In flailing between schools, competence of employees are questioned. When the opportunity presented itself, I declared to a room full of division chiefs and 3 directors that I am competent and I deserved my salary. Even more as one friend added. I sympathize with those that have been treated unfairly because I, too, was treated unfairly more than once in the last 9 years. May be PNoy's promised "change" will also rub off to people who still think that the right to demoralize, insult, abuse fellow workers, and to shamelessly glorify oneself comes with the position and the paycheck.

A Year Ago..

I went through my blog this afternoon and realized that my last post was a year ago. A lot has happened since July 27, 2009 and unfortunately, they were not all that rosy. I found out I was pregnant last October 2009 as I was on my 4th month into the pregnancy. For real? Yup, for real. I was too busy with MRDP and traveling from Monday to Friday since February that I never really noticed that God has decided to give me another angel to love. Gabrielle was born March 5, 2010 in the easiest, fastest and painless childbirth. She decided not to tire and scare her Mommy so much in delivering her that I almost gave birth to her in our mini cruiser on the way to Maria Reyna Hospital. My OB did not make it in time to do the delivery but Dr. Reliquete was so happy that I had a normal delivery. The labor was so fast that I skipped the Labor Room agony. The ward men and resident OB had to take me directly from the ER to the Delivery Room because I was already crowning. Dr. Absin was also not able to make it to the delivery and thankfully Maria Reyna Hospital has a resident Pedia to "catch" Gabby when she wanted to come out in howling glory. Because it was so fast, the medical staff they did not have the time to drive away Edwin who came in with me to the room. Edwin was there to see Gabby when she came into the world. And Gabby looked so much like Edwin that even the staff noticed. Gabby is now 5 months old today. She is a source of sunshine in the house that everyone is in love with her. Ate Leilalia and Ate Jianna fight over each other as to who gets to let her smile the more. That privileged is reserved for Edwin. As usual, Edwin is the apple of all my daughters eyes. And mine too.

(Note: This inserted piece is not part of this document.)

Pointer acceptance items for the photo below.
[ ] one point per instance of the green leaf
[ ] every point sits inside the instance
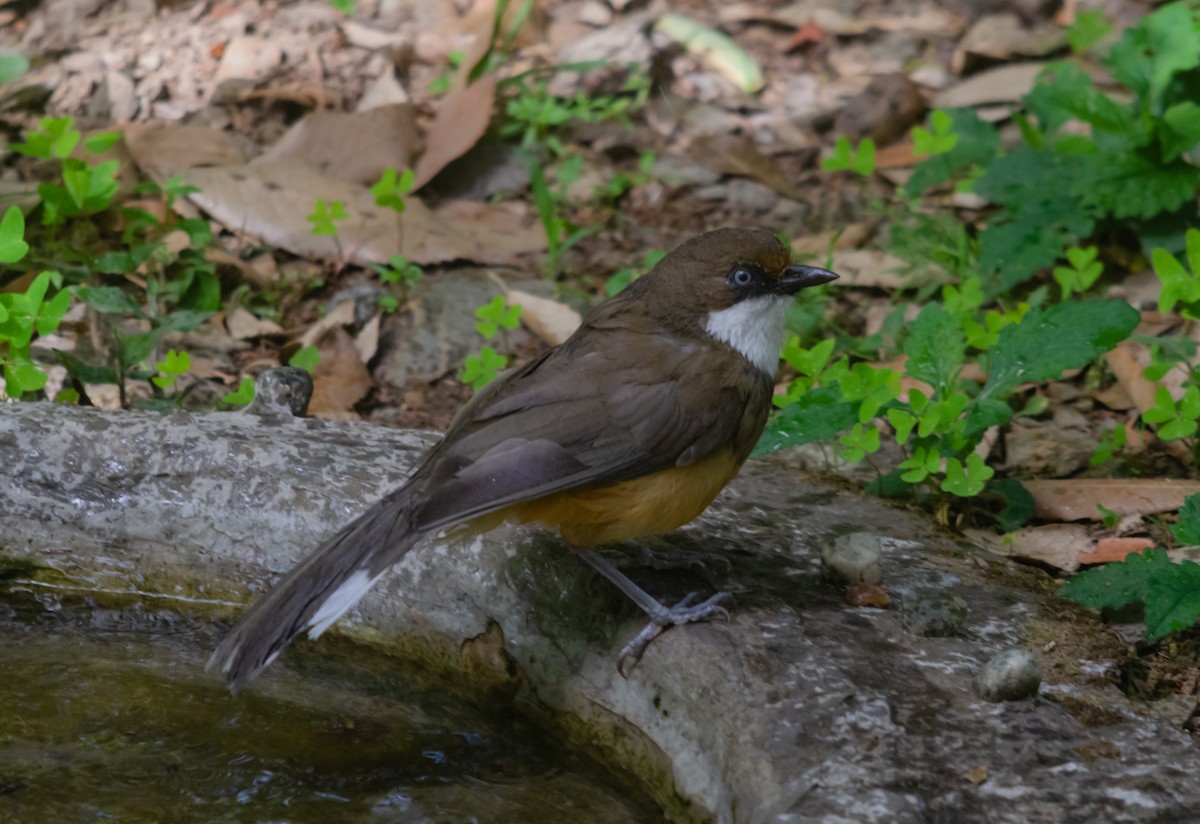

December was sad for our family. Edwin's mother, Mama Virgie, died on December 8 after succumbing to complications from chronic renal disease. She was hospitalized 3 times in the year and after she left the hospital last November, it was just a matter of time before she passed away. We brought her home against doctor's advice because she does not want to die in the hospital and she wanted to see her grandchildren. She loved Leilalia, Jianna and Samella very much and even when she was suffering and dying, it was her grandchildren's welfare that mattered to her the most. She wanted to go home because she said she does not want her children to go into more debt that her "apos" will have to go hungry. I owe Mama Virgie a lot because she was always there when Edwin and I need her to be there for the children. I know her death devastated Edwin but I also know that her death liberated her from the suffering. Her death brought Edwin and his siblings closer and together they are stronger.